Chinese New Year is just around the corner and so, as it is every year, this signals the time when my parents work themselves up into a frenzy of house keeping. Mountains upon mountains worth of mess, caused as a result of decadent and slothful living for the past few months have to be cleared in under two weeks. Suffice to say; it's never pretty. Just day two, and we've already carted out three cars full of trash to the recycling station and the dump, and that's AFTER we stuffed the trunk, back seat AND the passenger's seat.
Still, digging through piles of recently forgotten garbage has its advantages. Why, just a couple of hours ago I managed to procure for myself three box frames, a very large. bell jar, and a wallet for my troubles. The bell jar I can use for my self-contained environments, the boxes, meanwhile are going to be perfect for insect displays.

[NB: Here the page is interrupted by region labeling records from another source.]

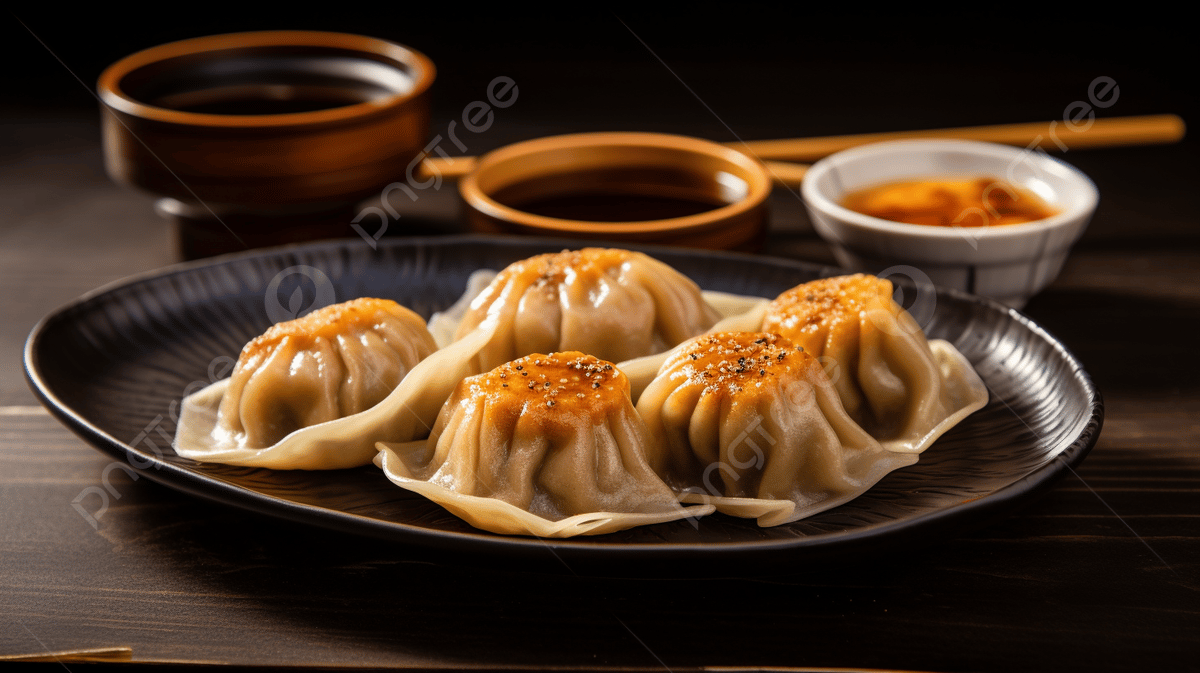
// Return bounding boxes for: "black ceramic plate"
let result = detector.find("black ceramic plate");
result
[25,238,1103,563]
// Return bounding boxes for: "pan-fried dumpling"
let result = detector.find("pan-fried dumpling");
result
[637,332,917,525]
[175,299,494,469]
[455,248,720,372]
[762,274,988,452]
[218,299,437,449]
[376,351,712,537]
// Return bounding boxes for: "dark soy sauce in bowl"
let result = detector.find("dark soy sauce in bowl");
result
[497,192,728,222]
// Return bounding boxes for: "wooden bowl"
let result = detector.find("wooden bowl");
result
[97,31,434,258]
[458,133,772,251]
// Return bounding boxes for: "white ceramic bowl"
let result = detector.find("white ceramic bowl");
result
[802,140,1099,308]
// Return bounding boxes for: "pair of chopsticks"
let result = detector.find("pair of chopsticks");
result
[421,114,1186,187]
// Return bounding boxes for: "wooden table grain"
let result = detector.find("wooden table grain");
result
[0,14,1200,671]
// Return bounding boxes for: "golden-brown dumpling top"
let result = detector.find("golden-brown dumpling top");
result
[217,299,437,447]
[455,353,629,433]
[376,351,712,536]
[762,274,897,340]
[762,274,988,451]
[637,332,916,525]
[456,248,720,372]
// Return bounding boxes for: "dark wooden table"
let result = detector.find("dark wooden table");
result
[0,11,1200,671]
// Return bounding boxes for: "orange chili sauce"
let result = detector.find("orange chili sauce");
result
[841,178,1060,227]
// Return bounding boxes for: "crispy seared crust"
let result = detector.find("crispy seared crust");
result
[762,274,892,343]
[241,298,424,359]
[662,332,821,399]
[454,351,630,431]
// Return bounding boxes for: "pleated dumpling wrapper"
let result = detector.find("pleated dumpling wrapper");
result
[175,299,494,470]
[376,351,713,537]
[637,332,917,527]
[441,248,720,372]
[430,248,769,401]
[762,274,988,453]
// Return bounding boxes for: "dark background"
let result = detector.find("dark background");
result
[0,2,1200,245]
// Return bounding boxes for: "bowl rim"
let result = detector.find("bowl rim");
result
[96,30,437,128]
[458,132,772,236]
[800,138,1099,240]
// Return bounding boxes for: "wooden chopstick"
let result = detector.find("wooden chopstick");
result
[727,114,1186,161]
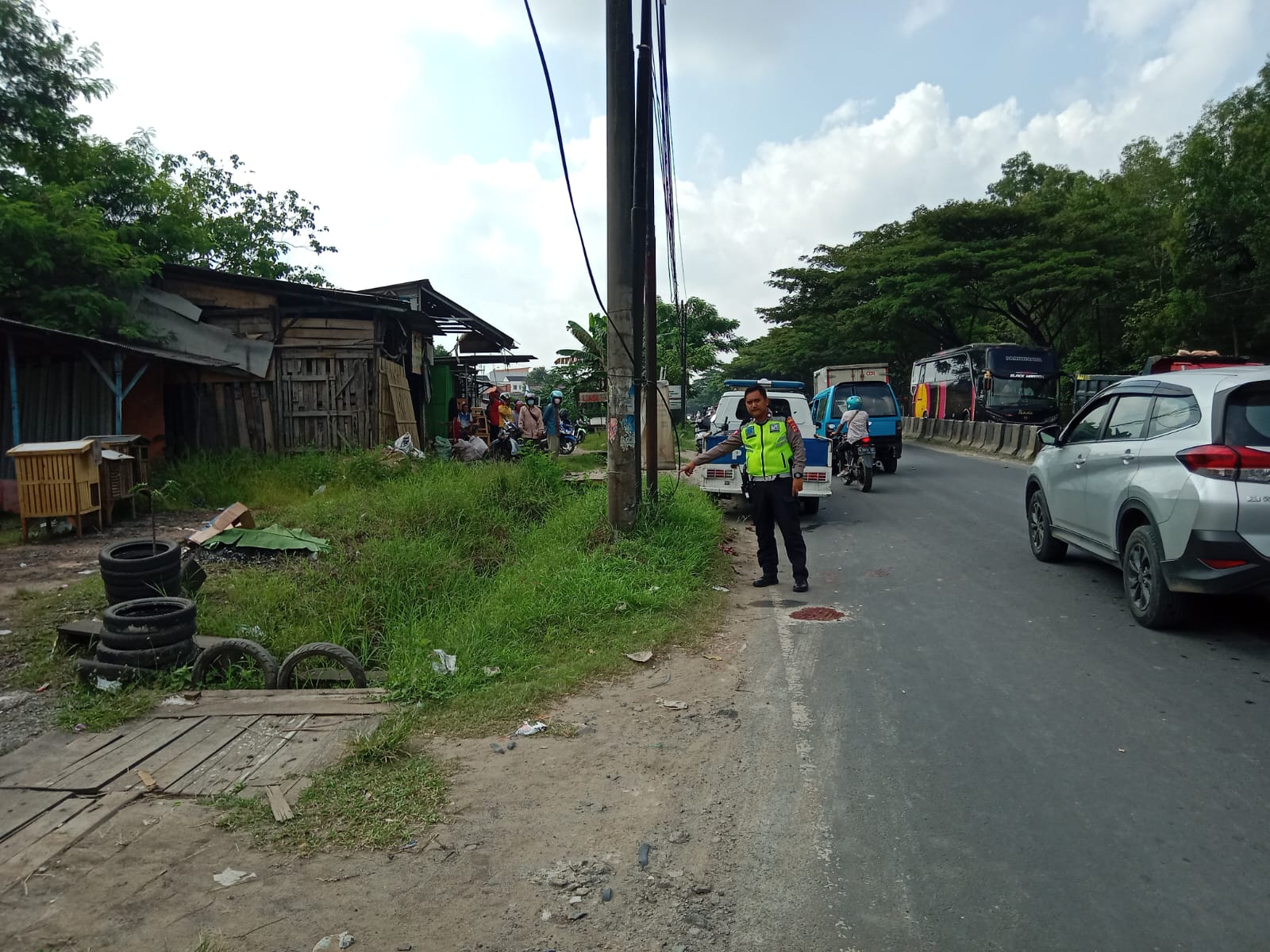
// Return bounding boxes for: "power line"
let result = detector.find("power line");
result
[525,0,606,321]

I chose the Death's Head Hawkmoth I found in Sarawak as one of the insects I intended for my displays. Acherontia styx, or Lachesis (I can't be sure which) are two parts of three subspecies of moths (the third being called Atropos, after the Moirai of Greek mythology) with unique markings that resemble a skull, or "Death's Head" on their thoraxes. Because of this, the moths have long been regarded as omens of misfortune and bad luck in cultures across the world.
Superstitions aside, the moths are also known as bee-robbers for their propensity to sneak into hives for honey. The moths disguise themselves from the bees by emitting pheromones but its not a fool proof method and moths have sometimes been found stung to death in hives; An indication of how far these insects will go for honey.